In particular, biosimilar applicants have been able to use the statute to their advantage, he said.
Biosimilar applicants are already at an information advantage over the reference product sponsor [RPS], the maker of the original biologic medicine, he said. Unlike the RPS, they know what their manufacturing process is and they know what their abbreviated biologics license application [aBLA] says, he said.
“The way it’s turned out, at least so far, you do have biosimilar applicants able to get the courts to interpret the law in a way that’s advantageous to them,” he said. “This is part of the way every statute gets fleshed out. Whether the results are what Congress intended is something we’ll find out.”
In its complaint, Janssen said it brought the third infringement suit “to avoid being exposed to the limitation on remedies of 35 U.S.C. 271(e)(6)(B) in a future-filed lawsuit.” The suit contains the same infringement allegations the Johnson & Johnson subsidiary brought against Celltrion and Hospira in its earlier suits over Inflectra.
Janssen said it wanted “to avoid the burden of responding to any future argument by Defendants” that limitations on its legal remedies would apply if it chose not to bring suit again.
But Janssen made clear in its complaint it didn’t agree with the defendants’ contention the BPCIA required it to file a new action to preserve its future remedies.
The Food and Drug Administration accepted Celltrion’s application to offer Inflectra for review in October 2014. On Feb. 5, 2015, Celltrion provided notice of its intent to market upon FDA approval. This kicked off the patent dance provisions of the BPCIA but, according to Janssen’s complaint, the defendants didn’t play fair.
Although Celltrion provided Janssen with its application, which contained certain manufacturing information, it didn’t contain any additional manufacturing information beyond what was in the aBLA. In addition, Janssen said, Celltrion failed to provide it with the cell culture media it was entitled to under the BPCIA.

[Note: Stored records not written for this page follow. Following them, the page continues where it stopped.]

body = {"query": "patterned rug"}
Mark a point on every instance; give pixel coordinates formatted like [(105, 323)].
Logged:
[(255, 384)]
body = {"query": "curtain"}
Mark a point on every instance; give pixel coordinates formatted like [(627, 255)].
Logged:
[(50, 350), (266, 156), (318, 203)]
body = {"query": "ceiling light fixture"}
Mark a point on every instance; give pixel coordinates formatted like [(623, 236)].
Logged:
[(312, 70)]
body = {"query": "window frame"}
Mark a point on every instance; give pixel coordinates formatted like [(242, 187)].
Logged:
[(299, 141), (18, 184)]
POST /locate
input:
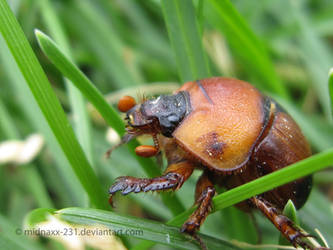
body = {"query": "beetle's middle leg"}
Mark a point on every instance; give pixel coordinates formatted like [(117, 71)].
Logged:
[(288, 229), (204, 194), (172, 179)]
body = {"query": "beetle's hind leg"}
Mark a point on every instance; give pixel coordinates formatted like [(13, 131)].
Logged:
[(204, 194), (172, 179), (287, 228)]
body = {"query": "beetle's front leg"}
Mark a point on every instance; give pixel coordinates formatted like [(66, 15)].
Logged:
[(204, 194), (173, 178), (288, 229)]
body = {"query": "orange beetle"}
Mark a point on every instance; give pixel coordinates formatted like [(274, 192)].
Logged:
[(227, 128)]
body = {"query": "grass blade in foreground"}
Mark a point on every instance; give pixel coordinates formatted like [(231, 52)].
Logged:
[(260, 185), (69, 70), (330, 86), (185, 38), (245, 43), (146, 229), (49, 104), (268, 182)]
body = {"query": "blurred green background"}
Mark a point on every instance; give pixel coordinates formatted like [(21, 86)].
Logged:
[(135, 47)]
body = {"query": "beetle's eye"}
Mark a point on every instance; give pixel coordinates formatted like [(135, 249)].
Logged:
[(131, 119), (126, 103)]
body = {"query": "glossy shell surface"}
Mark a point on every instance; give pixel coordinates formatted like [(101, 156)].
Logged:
[(226, 119)]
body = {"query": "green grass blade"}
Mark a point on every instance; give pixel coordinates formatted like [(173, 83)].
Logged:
[(11, 237), (48, 103), (266, 183), (90, 23), (66, 186), (261, 185), (69, 70), (252, 53), (183, 30), (81, 121), (315, 53), (330, 87), (147, 229)]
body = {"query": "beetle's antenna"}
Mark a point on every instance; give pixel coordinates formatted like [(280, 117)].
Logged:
[(204, 91)]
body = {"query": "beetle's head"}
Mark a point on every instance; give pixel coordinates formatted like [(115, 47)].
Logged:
[(158, 115)]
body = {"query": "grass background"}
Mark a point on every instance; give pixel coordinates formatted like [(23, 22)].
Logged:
[(102, 47)]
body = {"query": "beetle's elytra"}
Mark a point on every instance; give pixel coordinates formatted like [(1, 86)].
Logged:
[(231, 131)]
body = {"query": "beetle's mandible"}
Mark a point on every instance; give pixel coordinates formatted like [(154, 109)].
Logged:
[(231, 131)]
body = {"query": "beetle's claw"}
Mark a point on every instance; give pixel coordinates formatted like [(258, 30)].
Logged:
[(127, 184), (298, 240)]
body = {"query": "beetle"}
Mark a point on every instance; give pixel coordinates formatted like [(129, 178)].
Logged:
[(231, 131)]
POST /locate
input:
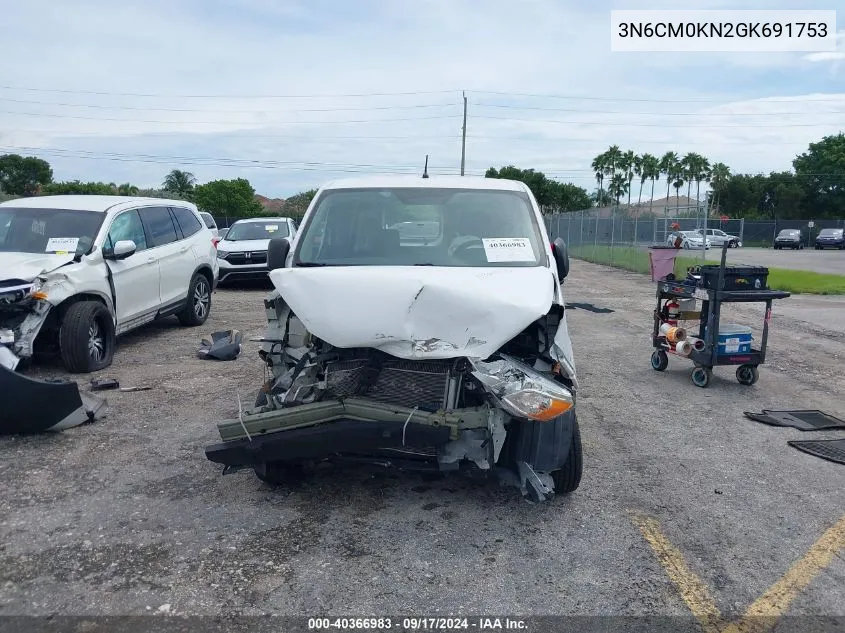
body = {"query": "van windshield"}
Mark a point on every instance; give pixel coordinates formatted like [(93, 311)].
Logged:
[(421, 227)]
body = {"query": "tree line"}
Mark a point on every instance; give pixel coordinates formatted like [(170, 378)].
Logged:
[(814, 189), (29, 176)]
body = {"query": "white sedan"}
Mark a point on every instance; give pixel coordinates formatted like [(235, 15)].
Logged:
[(689, 239), (719, 238)]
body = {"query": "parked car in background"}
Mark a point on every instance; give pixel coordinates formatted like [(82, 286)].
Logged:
[(830, 238), (76, 271), (689, 239), (208, 219), (789, 238), (242, 253), (719, 238)]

In 2015, Janssen sued Celltrion and Hospira, alleging Inflectra infringed its U.S. Patent No. 7,598,083 (the ‘083 patent). That patent claims particular compositions of cell culture media, the material used to grow the living cells that produce biologic medicines such as infliximab.
Celltrion and Hospira’s failure to comply with the BPCIA’s pre-litigation procedures and provide critical information handicapped Janssen in fleshing out its initial infringement claims against them, Janssen asserted. In 2016, after learning additional information, Janssen brought a second infringement suit against the defendants, adding claims of direct and induced patent infringement. Those suits have since been consolidated.
After an adverse court ruling in 2016, Celltrion and Hospira said they were reopening good-faith negotiations under the BPCIA. Because they were restarting procedures under the statute, they contended Janssen had 30 days to bring a new patent infringement suit or the company’s damages would be limited to no more than a “reasonable royalty.”
Hospira, a subsidiary of New York-based Pfizer Inc., has been marketing Inflectra for Celltrion in the U.S. since 2016, the complaint said.
Celltrion also markets a biosimilar of Remicade in Europe. Celltrion’s biosimilar, called Remsima in Europe, already has captured 30 percent of the European market since it received regulatory approval there in 2016.
The case is before Senior Judge Mark L. Wolf.
Celltrion is a Korean company with its principal U.S. operations in Cambridge, Mass. Hospira is based in Lake Forest, Ill.
Patterson Belknap Webb & Tyler LLP in New York, Akin Gump Strauss Hauer & Feld LLP in Philadelphia, and Nutter McClennen & Fish LLP in Boston represent Janssen.